The time at which the model was conceived doesn’t make a difference, does it? “The model was conceived before the data came in, not afterward” is not evidence in favor of the model. I think what your “instinct” is getting at is that creating the model after the data has come in gives the modeler the chance to make the model a mere list of special cases catering to each data point, a list which has no predictive power because it reflects no general principles which can be applied to new cases. (For example, “My model is that the northernmost team wins the super bowl, except in the case of the Dolphins winning the Super Bowl in 1973 and the Dolphins winning it in 1974, and… (etc.).”) Before the data comes in, he doesn’t have such an opportunity, so it is unlikely that his model fits the data merely by being a list of special cases. It is more likely to reflect general principles which can be used to predict accurately (for example, “My model is that the team with a solid offensive coaching staff, a big, veteran defensive line, and the fastest wide receivers will win the super bowl.”)
So, it doesn’t matter when a model was hatched. You have to look under the hood to see if it merely restates the data or gives general principles which are not specific to the data. So, if your uncle says, “Say, I just now figured out a general model which predicts all the past super bowl results without merely restating those results,” and you look at the model and he’s right about this, then he really has something and off to the betting shop you would go. Were he to say, “Actually, I hatched the model long ago before any super bowls took place,” this wouldn’t make his theory any more worthy of belief. If wouldn’t make you justified in betting even more money on its future results.

Frank
Reply to  Jim Ryan
May 11, 2015 9:10 pm

“… [if] you look at the model and he’s right about this…”

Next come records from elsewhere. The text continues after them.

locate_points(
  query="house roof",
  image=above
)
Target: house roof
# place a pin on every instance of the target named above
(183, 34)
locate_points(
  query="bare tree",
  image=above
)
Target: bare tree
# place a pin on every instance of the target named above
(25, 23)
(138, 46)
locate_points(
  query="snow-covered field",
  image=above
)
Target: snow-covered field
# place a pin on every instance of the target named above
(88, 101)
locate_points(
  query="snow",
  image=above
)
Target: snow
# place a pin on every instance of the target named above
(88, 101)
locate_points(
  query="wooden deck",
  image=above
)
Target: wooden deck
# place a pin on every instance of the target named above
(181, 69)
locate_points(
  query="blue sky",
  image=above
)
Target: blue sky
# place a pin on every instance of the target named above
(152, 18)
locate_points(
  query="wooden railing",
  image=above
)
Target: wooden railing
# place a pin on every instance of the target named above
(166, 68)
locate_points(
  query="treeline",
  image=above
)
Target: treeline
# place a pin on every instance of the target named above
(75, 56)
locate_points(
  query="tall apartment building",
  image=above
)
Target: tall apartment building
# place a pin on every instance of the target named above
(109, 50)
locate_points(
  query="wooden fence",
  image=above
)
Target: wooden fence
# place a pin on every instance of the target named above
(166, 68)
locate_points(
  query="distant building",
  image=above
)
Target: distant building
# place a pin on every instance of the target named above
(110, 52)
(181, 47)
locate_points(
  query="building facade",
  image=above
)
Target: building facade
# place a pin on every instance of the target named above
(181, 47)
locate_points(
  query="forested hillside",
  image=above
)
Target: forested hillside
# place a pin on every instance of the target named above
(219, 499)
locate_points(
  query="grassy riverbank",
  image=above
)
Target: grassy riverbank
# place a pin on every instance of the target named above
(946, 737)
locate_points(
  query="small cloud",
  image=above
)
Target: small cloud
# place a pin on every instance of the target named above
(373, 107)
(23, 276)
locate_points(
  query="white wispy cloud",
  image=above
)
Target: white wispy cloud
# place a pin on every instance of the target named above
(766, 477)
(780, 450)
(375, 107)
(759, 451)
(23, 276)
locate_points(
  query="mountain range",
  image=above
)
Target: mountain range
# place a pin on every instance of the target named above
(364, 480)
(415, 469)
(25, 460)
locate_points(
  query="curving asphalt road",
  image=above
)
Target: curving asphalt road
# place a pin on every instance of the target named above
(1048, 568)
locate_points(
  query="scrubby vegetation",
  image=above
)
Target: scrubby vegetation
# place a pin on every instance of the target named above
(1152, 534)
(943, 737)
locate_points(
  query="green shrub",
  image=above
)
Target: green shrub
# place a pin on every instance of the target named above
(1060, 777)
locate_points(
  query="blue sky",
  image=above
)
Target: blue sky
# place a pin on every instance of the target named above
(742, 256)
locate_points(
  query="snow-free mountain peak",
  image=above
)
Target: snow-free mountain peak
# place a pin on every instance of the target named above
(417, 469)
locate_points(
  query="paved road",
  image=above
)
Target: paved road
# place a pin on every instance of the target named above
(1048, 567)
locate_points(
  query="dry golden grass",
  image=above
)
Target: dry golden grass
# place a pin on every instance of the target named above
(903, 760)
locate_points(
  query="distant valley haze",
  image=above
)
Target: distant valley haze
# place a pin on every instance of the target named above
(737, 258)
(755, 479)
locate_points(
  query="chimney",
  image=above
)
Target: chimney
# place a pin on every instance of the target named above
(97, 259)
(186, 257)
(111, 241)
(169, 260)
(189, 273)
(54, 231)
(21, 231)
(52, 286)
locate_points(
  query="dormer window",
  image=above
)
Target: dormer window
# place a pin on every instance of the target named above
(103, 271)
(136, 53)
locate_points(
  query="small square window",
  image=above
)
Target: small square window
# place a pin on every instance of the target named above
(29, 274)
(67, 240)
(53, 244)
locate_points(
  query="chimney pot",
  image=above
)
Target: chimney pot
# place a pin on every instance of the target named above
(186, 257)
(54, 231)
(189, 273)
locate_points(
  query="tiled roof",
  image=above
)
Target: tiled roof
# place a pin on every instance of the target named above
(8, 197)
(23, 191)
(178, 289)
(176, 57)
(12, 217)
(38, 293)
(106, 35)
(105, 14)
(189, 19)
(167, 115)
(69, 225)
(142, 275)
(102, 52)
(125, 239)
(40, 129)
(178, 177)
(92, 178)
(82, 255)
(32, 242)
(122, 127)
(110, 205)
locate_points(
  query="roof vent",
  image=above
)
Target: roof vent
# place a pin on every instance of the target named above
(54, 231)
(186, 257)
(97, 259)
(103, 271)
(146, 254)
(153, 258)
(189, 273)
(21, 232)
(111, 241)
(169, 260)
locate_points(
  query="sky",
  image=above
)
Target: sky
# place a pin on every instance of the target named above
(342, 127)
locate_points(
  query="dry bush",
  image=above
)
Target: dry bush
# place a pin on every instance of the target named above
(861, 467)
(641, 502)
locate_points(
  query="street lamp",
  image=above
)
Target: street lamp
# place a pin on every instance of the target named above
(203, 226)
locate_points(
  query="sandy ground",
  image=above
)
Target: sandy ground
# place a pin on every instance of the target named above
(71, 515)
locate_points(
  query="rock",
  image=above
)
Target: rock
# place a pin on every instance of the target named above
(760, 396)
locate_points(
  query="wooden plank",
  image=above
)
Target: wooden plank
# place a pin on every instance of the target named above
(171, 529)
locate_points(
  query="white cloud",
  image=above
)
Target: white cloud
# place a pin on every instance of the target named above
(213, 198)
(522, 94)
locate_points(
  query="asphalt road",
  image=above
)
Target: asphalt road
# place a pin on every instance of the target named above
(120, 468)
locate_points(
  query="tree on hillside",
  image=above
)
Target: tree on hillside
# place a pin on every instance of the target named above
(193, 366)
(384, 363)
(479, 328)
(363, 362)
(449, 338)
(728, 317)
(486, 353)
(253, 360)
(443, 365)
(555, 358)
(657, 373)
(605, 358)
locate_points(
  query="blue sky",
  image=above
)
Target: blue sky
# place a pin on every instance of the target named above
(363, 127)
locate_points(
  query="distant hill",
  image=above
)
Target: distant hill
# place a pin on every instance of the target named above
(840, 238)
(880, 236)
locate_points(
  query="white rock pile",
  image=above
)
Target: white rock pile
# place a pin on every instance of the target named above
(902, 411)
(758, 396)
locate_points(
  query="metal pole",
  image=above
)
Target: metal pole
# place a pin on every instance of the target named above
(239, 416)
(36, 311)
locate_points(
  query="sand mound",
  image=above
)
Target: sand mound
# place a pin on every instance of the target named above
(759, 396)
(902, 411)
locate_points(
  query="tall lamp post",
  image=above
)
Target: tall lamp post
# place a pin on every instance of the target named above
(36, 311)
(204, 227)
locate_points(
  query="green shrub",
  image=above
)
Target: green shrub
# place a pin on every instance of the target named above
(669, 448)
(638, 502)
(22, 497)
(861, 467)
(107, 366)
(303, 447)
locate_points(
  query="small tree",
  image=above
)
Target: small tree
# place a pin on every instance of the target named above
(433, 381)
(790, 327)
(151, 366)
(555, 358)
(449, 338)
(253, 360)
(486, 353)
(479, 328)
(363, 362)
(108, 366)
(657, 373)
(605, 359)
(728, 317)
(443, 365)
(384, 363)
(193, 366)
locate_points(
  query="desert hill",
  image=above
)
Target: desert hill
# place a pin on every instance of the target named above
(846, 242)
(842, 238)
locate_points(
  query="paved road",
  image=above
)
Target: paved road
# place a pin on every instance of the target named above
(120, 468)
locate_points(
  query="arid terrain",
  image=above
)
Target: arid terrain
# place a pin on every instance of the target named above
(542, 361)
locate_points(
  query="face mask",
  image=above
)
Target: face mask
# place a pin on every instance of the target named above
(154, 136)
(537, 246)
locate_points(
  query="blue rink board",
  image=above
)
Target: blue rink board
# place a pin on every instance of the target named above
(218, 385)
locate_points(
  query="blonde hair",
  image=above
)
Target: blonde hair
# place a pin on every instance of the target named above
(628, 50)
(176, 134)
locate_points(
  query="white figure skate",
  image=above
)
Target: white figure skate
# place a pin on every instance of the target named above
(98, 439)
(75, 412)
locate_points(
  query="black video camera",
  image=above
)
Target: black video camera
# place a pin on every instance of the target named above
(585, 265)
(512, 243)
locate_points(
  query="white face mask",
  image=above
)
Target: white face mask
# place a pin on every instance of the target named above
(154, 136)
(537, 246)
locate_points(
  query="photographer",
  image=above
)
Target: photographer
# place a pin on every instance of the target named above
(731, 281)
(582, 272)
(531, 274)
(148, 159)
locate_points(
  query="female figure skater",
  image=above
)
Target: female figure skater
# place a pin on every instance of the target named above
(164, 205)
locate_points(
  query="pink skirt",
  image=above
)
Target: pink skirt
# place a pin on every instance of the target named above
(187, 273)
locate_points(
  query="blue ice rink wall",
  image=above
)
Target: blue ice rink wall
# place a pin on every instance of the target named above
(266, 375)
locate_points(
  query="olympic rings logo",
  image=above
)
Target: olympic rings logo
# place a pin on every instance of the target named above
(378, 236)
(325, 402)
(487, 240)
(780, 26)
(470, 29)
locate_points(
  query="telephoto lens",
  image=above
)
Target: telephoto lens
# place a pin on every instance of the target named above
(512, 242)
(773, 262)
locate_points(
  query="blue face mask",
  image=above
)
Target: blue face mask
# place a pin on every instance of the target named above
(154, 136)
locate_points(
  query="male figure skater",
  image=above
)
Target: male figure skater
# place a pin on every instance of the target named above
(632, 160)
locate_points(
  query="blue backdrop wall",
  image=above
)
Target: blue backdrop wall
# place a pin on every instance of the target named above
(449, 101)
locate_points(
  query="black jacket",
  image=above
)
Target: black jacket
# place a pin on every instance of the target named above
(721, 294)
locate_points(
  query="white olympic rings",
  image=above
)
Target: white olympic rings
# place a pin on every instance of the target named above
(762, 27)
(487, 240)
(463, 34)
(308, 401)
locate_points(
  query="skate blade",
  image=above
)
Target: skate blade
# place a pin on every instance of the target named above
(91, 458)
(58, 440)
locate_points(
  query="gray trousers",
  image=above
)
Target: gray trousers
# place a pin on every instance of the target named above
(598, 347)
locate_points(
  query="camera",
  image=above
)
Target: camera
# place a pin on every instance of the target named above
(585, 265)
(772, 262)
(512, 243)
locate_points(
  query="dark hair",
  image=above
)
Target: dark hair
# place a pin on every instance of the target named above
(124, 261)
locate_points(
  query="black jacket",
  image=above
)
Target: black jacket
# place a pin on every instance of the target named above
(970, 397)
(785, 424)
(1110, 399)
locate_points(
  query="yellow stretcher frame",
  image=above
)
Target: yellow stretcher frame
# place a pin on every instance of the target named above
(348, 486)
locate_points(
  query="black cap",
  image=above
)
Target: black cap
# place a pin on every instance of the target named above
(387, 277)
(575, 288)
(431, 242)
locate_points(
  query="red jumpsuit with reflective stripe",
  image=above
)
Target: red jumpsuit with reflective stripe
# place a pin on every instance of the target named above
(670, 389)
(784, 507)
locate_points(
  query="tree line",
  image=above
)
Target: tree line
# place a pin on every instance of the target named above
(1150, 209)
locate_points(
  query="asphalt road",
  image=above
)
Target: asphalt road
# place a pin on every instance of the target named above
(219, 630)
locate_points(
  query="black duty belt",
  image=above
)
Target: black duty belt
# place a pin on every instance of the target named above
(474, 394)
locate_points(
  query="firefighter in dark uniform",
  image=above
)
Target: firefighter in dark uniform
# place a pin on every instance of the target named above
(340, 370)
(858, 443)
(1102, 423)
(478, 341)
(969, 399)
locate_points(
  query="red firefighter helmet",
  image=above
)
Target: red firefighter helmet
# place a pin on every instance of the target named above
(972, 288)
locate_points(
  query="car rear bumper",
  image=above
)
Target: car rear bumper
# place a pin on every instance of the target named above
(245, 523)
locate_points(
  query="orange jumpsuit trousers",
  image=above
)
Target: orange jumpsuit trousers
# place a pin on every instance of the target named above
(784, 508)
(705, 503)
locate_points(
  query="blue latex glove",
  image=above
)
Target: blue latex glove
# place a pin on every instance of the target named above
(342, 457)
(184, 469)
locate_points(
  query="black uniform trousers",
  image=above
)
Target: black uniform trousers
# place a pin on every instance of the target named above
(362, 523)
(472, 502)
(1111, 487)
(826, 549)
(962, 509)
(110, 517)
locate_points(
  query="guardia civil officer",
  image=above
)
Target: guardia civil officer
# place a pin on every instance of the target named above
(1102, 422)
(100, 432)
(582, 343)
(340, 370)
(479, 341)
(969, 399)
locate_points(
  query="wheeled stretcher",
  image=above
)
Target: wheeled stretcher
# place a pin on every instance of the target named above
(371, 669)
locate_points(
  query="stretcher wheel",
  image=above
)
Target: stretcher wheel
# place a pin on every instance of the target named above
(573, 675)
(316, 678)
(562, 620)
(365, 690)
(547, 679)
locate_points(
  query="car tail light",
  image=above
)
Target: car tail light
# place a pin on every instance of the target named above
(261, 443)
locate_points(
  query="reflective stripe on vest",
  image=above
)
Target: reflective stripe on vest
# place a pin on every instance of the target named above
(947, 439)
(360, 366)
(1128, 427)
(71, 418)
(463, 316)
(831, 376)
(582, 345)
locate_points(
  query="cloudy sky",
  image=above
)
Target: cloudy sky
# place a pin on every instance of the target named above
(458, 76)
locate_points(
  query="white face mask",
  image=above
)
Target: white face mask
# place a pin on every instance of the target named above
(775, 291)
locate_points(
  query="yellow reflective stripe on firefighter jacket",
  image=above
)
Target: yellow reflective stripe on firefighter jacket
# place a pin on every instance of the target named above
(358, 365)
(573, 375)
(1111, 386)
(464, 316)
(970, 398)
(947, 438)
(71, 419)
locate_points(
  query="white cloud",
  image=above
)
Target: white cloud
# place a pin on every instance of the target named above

Of course, there’s the rub. If you already know enough to know that he’s right, his model has pretty much accomplished nothing–you should have been betting for years. If you don’t know what the right answer is, the model might add knowledge or not. The only way to have confidence in what knowledge the model adds is to test it on the future. Especially in a context like football betting, where any easy answers have been sucked out of the “market” already by other bettors.
Climate modelers actually have it somewhat easier than football modelers. The predictions of other climate modelers should not have any effect on global temperatures (unless there is some feedback from predictions to data adjustments). The prediction of other football modelers affects the market itself.